What are some things you wish you knew when you started programming?

Quora thread on “What are some things you wish you knew when you started programming?” is a goldmine of wisdom.  Irrelevant of how experienced you – whether you’ve been programming for decades or just thinking about a new career path, which programming languages and technology stacks you use, whether you’ve completed format education or taught yourself everything you know, I’m sure you’ll find valuable lessons and food for thought in there.

On Impostor Syndrome

David Walsh shares some thoughts on an impostor syndrome.  I’m sure anyone in the tech industry can relate.  I certainly do.

“Impostor” is a powerful word but that’s how I have felt during all of my career as a professional web developer. I feel like I’ve learned every day of the ride but I feel like I’m way behind. I feel like people see me as something of an expert where I see myself as an accident waiting to happen. I’m a complete impostor. A fraud.

Apart from the honesty of his feelings, I like his ways of snapping out of it.  They do work for me too:

  • Look at your (hopefully decent) employment history and know that, on a basic level, you’re much more wanted than you’re wanted gone
  • Log onto the IRC channel of a skill you feel comfortable with and answer questions of those asking
  • Realize that people who consider themselves “experts”, and don’t go through waves of self doubt, are idiots that are so arrogant to not know what they don’t know
  • Remember the last time a non-developer friend asked you the most basic of computer-related questions
  • Perform any simple exercise in the JavaScript console
  • BLOG!  The worst thing that can happen is someone corrects you and you learn something out of it
  • Review your code and find little nits to fix

One other thing that helps me, is this bit by Joe Rogan:

He talks more generically about life, but I think it’s equally applicable to technology knowledge as well.

Engineers Salary Data

Amitj Aggarwal, former Staff Engineer at Google (2008-2012), has collected a whole bunch of data in regards to engineers salaries, in USA and worldwide.  His points seem to be overly optimistic at times, but I don’t have any links handy to contradict his research.
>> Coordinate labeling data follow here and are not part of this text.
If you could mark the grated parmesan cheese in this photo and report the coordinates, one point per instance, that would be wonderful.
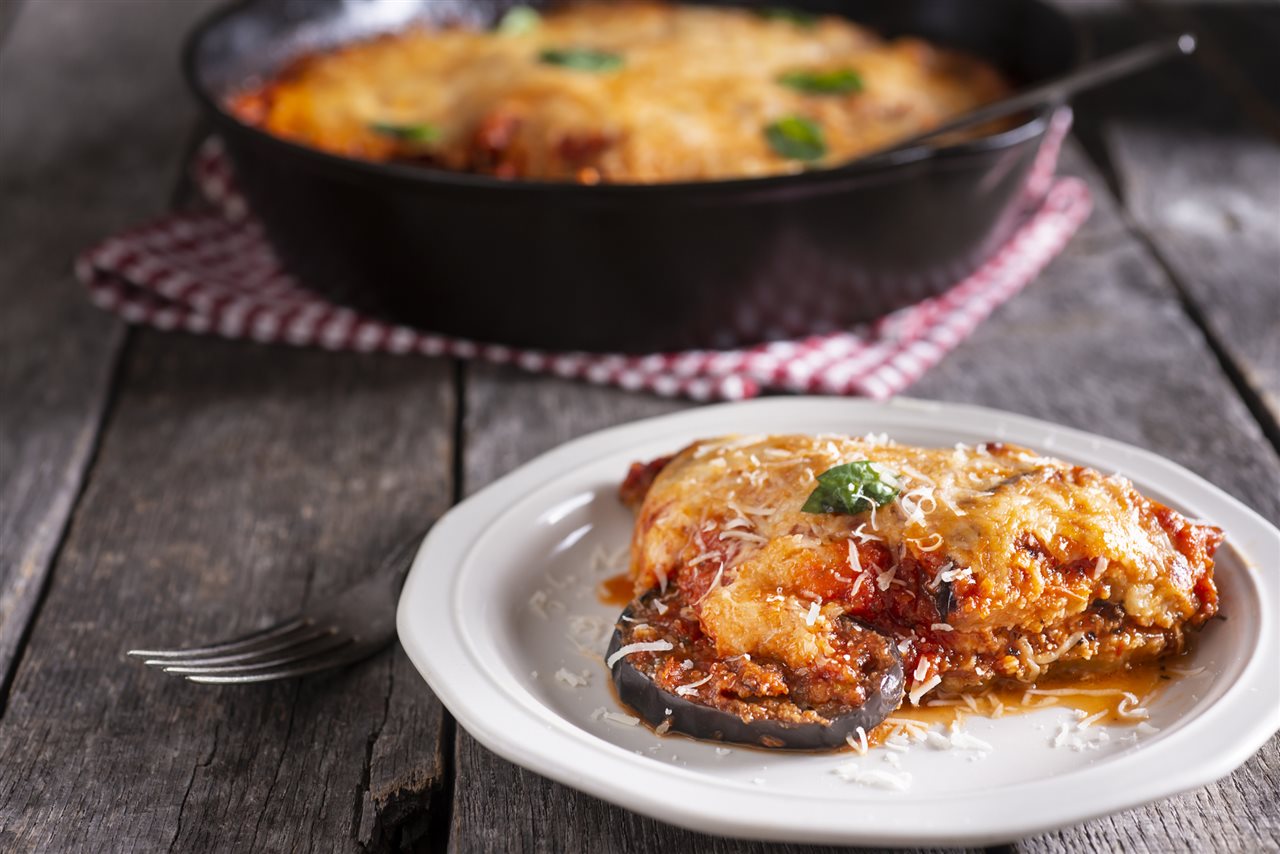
(571, 679)
(685, 690)
(643, 647)
(922, 689)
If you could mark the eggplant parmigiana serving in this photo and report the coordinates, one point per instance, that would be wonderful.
(627, 92)
(791, 589)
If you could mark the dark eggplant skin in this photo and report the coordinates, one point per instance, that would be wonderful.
(656, 706)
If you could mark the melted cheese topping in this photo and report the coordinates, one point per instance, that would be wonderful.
(691, 99)
(992, 562)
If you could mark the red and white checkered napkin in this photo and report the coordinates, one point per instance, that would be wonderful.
(215, 273)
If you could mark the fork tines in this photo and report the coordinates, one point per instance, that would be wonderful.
(291, 648)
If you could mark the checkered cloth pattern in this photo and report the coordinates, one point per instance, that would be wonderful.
(214, 273)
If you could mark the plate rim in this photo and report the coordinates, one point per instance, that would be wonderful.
(434, 645)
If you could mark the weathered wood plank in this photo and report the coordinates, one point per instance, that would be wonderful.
(1201, 179)
(1101, 345)
(68, 181)
(234, 484)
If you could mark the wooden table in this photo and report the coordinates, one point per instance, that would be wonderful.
(156, 488)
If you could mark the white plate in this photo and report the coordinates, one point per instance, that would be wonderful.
(467, 624)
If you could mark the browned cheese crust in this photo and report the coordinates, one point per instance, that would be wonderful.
(695, 88)
(993, 563)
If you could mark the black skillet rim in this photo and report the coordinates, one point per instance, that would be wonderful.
(401, 174)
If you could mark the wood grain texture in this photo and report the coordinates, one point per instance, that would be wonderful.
(1101, 345)
(234, 484)
(1198, 174)
(65, 182)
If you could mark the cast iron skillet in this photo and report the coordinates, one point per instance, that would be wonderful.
(629, 268)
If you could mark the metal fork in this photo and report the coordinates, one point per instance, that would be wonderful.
(337, 631)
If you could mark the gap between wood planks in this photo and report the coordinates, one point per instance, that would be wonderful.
(1246, 96)
(181, 195)
(113, 388)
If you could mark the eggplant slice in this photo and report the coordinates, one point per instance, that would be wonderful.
(635, 679)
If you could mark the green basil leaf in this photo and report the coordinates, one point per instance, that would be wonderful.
(423, 133)
(519, 21)
(581, 59)
(796, 138)
(798, 17)
(853, 488)
(840, 81)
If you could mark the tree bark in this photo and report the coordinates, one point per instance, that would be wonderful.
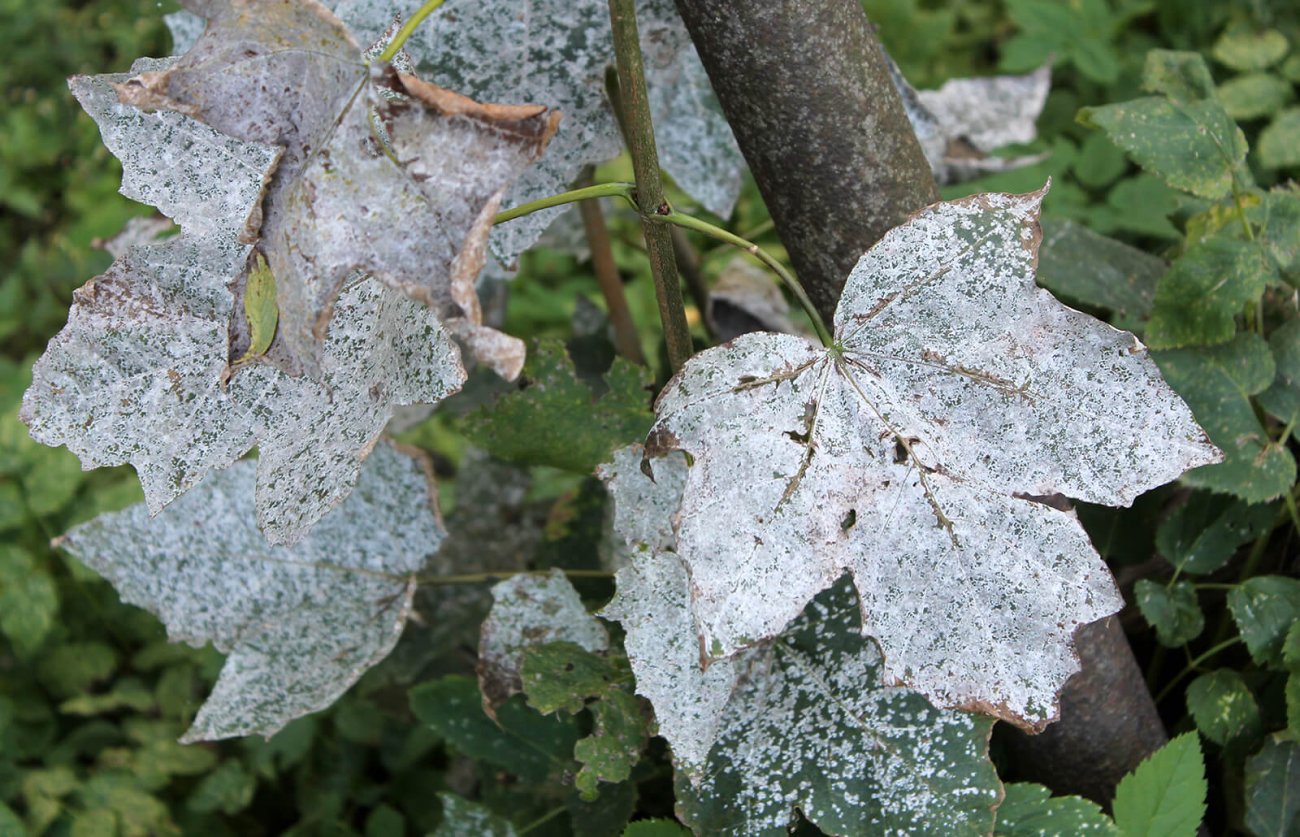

Here are a few points to get you started:

  • Zoho, Salesforce pay 40% more than Oracle, Cisco, GE!!!
  • Top 7% or so engineers at Netflix, Amazon, Google, Facebook are paid more than $1.4M per year. Next 10% make $700K on average.
  • Facebook has lost relevance to Slack, LinkedIn, Snapchat, Pinterest and Quora. If you are working at Facebook ask for a 50% raise else move to a startup.
  • Oracle is loosing to cloud startups. If you are working at Oracle ask for a 60% raise else move to a startup.
  • ENGINEERS DO NOT WASTE MONEY ON AN MBA. You will make 2X more on average as an engineer.
  • Tableau, Splunk, Slack, Airbnb, Quora, Twitter, Facebook, Google pay more than $320K salary to their top hires. Definitely interview at these fine places. Uber top engineer salaries are $190-340K per year.
  • Starting salaries for fresh software engineering graduates is now $130K-160K. Ask shamelessly. For the best ones its ~$180K.
  • Apple pays 60% more than Samsung.